Many significant discoveries have enriched our exploration and understanding of the brain, including one of its most active cellular elements – neurons – since the brain was first described in 7,000 B.C. by Egyptian scholars.
Scientists know basics behind how nerves transmit action potentials, the concepts of electrical and chemical transmission, and identified a variety of pumps, pores, and proteins, as well as a range of ion channels (sodium, potassium and calcium), designed to propagate or modulate neuronal activity.
Now, ASU neurophysiologist Carsten Duch and doctoral student Stefanie Ryglewski have discovered evidence that a voltage sensor might exist that directly activates an intracellular calcium release mechanism, via a G-protein. It had been thought that G-proteins were activated by G-protein coupled receptors and not by voltage sensors. This new finding may expand scientist's understanding about how individual neurons manage multiple tasks.
In the human brain, with more than 100 billion neurons packed into a space the size of a small cantaloupe, individual neurons are bombarded by information from their neighbors.

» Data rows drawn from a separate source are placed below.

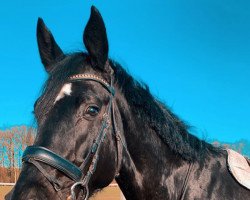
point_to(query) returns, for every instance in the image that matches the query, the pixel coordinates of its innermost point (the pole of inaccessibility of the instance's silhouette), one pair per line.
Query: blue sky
(194, 55)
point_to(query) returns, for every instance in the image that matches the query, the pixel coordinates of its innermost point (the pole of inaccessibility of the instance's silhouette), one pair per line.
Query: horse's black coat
(159, 147)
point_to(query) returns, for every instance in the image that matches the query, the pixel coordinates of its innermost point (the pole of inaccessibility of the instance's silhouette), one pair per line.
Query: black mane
(147, 108)
(159, 117)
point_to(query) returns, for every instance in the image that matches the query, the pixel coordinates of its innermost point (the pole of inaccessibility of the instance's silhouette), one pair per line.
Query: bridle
(38, 154)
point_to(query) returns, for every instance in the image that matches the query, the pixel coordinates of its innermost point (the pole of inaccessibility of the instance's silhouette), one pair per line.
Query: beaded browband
(79, 77)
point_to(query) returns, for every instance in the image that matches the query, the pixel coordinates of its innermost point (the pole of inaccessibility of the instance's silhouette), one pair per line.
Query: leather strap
(47, 156)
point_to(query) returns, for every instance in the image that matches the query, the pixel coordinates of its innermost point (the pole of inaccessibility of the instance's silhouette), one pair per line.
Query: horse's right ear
(49, 51)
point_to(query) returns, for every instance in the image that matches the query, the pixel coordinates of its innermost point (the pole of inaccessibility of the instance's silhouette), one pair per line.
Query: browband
(47, 156)
(79, 77)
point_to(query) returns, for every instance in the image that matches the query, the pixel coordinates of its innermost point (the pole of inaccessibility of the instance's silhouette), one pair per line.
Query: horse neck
(147, 163)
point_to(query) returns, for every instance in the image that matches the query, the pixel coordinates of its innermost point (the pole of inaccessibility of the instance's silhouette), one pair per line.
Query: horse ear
(49, 51)
(95, 39)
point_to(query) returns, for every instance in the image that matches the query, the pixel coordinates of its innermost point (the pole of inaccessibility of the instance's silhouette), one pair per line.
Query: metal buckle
(83, 186)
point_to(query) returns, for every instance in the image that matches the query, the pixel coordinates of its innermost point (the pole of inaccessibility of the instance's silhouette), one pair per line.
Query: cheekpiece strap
(47, 156)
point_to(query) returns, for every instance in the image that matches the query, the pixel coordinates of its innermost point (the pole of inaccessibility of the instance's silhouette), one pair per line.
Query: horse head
(76, 150)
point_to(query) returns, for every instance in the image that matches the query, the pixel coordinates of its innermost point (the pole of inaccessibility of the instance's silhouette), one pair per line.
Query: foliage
(13, 141)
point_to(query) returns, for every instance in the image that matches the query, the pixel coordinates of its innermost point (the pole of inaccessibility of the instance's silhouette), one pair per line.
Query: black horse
(96, 123)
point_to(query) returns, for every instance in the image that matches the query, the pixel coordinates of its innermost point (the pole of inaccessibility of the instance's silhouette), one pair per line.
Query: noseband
(37, 154)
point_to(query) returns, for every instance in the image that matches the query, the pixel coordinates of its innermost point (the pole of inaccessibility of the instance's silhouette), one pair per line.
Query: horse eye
(92, 110)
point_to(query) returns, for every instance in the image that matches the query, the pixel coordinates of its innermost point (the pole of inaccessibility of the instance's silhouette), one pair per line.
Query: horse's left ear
(95, 39)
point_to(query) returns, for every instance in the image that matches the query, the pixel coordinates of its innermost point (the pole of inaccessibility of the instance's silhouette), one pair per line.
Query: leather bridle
(38, 154)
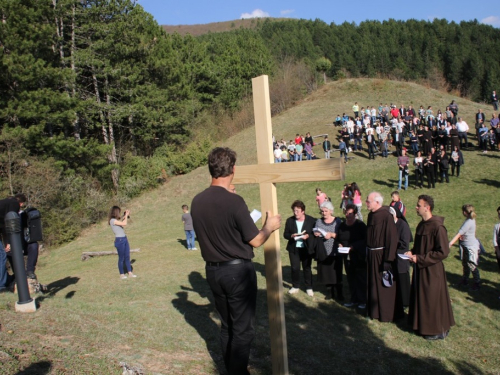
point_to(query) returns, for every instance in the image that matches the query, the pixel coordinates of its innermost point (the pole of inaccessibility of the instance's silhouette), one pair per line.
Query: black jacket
(291, 228)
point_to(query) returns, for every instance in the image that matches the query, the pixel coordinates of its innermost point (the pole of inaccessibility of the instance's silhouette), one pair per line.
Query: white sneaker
(350, 304)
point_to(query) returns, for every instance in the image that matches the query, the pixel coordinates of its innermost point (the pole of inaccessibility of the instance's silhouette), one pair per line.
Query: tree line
(98, 103)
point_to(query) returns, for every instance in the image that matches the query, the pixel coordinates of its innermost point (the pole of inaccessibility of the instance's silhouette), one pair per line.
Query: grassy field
(164, 321)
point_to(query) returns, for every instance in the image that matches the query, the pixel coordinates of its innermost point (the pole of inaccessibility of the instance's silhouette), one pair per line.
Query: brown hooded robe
(430, 306)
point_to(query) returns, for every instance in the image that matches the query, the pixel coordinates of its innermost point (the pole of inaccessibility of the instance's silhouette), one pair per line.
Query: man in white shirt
(462, 128)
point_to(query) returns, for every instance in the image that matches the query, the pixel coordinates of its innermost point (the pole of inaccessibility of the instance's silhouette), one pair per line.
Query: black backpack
(31, 221)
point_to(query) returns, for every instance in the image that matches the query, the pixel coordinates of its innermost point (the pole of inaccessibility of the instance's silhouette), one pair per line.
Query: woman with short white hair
(329, 269)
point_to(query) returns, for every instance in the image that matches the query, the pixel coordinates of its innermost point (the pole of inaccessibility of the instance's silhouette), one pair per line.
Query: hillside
(164, 321)
(214, 27)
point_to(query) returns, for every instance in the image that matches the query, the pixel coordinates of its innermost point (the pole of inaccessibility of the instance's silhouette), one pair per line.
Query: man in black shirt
(7, 205)
(227, 235)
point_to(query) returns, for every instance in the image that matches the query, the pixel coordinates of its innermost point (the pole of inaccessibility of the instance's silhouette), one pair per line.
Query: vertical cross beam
(269, 201)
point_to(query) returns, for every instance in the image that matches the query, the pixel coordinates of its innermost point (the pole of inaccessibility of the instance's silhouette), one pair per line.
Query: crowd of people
(377, 257)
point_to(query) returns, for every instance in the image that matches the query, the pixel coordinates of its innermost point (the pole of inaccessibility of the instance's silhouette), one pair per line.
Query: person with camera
(118, 224)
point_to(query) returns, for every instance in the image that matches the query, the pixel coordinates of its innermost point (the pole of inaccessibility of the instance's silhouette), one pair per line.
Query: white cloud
(286, 12)
(257, 13)
(491, 20)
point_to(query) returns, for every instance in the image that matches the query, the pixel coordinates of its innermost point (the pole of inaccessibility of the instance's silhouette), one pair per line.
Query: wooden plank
(310, 170)
(269, 201)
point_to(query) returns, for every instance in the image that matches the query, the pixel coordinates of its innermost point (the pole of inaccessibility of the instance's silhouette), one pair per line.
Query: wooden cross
(267, 174)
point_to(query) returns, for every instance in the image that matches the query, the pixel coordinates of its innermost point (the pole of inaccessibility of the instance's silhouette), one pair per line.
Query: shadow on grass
(37, 368)
(56, 286)
(199, 316)
(327, 338)
(493, 156)
(388, 183)
(494, 183)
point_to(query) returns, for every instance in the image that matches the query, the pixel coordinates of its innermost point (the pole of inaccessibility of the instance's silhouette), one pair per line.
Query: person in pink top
(320, 197)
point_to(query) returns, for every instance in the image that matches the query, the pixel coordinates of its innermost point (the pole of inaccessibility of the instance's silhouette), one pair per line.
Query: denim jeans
(123, 248)
(235, 295)
(190, 239)
(3, 270)
(401, 172)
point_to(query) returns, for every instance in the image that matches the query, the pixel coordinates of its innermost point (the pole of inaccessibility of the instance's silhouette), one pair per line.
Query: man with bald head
(381, 242)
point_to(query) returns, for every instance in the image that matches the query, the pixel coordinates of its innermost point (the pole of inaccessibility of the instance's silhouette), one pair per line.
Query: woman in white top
(469, 247)
(118, 224)
(418, 162)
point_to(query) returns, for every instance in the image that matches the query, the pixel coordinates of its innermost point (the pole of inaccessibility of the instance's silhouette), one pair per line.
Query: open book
(319, 230)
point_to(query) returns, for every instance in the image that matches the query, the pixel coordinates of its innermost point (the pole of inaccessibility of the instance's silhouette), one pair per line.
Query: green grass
(164, 320)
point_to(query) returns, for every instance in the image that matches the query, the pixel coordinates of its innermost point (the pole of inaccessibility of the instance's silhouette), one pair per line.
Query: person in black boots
(329, 267)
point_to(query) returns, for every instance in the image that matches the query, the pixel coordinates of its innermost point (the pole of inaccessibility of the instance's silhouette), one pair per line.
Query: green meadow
(164, 321)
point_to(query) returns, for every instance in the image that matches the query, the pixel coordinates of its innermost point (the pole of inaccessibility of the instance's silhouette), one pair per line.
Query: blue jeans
(190, 238)
(401, 172)
(3, 270)
(414, 148)
(123, 248)
(235, 295)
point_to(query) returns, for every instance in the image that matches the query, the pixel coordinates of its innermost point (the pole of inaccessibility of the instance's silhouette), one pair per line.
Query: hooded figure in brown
(382, 243)
(430, 313)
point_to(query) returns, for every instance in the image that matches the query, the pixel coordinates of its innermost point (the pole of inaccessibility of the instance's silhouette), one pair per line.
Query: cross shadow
(388, 183)
(494, 156)
(200, 316)
(360, 154)
(37, 368)
(486, 181)
(53, 288)
(488, 294)
(339, 332)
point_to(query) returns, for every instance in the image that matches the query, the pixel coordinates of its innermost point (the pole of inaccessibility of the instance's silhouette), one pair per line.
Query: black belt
(228, 263)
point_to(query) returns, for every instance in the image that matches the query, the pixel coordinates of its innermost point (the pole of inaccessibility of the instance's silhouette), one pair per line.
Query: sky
(191, 12)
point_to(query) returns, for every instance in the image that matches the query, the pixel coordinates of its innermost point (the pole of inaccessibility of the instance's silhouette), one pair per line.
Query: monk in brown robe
(382, 242)
(430, 314)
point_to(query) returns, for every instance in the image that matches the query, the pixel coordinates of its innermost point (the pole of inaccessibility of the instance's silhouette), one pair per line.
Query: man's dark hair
(221, 161)
(299, 204)
(21, 198)
(427, 199)
(351, 206)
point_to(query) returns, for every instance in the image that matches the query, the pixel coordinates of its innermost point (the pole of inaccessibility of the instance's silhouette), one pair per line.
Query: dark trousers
(462, 136)
(453, 165)
(356, 278)
(3, 270)
(419, 178)
(431, 177)
(444, 175)
(31, 251)
(235, 294)
(371, 151)
(300, 256)
(123, 249)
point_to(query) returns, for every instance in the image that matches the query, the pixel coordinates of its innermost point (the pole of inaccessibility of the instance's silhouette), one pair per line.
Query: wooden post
(267, 174)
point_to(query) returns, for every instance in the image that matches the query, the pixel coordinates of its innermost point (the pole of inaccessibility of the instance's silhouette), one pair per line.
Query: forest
(98, 103)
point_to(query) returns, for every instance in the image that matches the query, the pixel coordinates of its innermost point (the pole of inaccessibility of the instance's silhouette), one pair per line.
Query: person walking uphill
(121, 242)
(381, 242)
(298, 228)
(430, 313)
(7, 205)
(227, 235)
(187, 220)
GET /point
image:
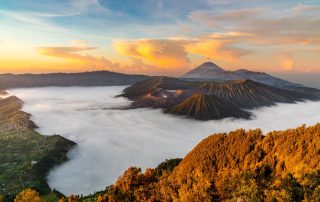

How they manage to process and integrate these inputs – and appropriately manage their outputs – is therefore central to coming to an understanding of how coordinated brain activity as a whole arises.
“Think about all the tasks that a neuron has to do and all the different types of information being processed in one cell,” says Duch, an associate professor in the School of Life Sciences. “We believe this sensor adds another tool to the toolbox for neurons to manage information.”
In a paper published in the journal Public Library of Science Biology March 6, Duch and Ryglewski outline how this newly identified, voltage-dependent G-protein activation works in the locust Schistocerca gregaria. According to Duch, it is well understood that when a nerve cell fires an action potential, calcium ions move across the membrane through voltage-dependent membrane channels. This movement, in turn, causes the release of intracellular stores of calcium and results in the regulation of multiple cellular processes, such as gene transcription, cytoskeletal rearrangements or even cell death. However, until Duch's work in PLoS Biology, it was believed that electrical excitation of a neuron-induced calcium release from internal stores only when calcium ions moved across the membrane. In fact, their work demonstrates that intracellular calcium stores can also be released in response to voltage changes, without the movement of ions.
How significant a finding is this and is there an analog in other insect or mammalian systems? Duch says it is too soon to know, but he and Ryglewski already are taking the next steps to find out. Ryglewski is visiting from the Freie Universitat in Berlin – where Duch worked before coming to the College of Liberal Arts and Sciences in 2006, and both scientists are at work setting up their experimental system in the fruit fly, Drosophila.
“This research only tells us what is happening in a cell culture system and about mechanisms in individual cells, but not about systems,” Duch says. “The next step is to take this discovery and look in a system that is genetically well-defined, such as Drosophila. But what we can say is that since large portions of membranes in neurons do not have calcium channels, a sensor solely activated by electrical charges adds a previously unanticipated calcium signaling possibility to neuron's intracellular communication machinery.”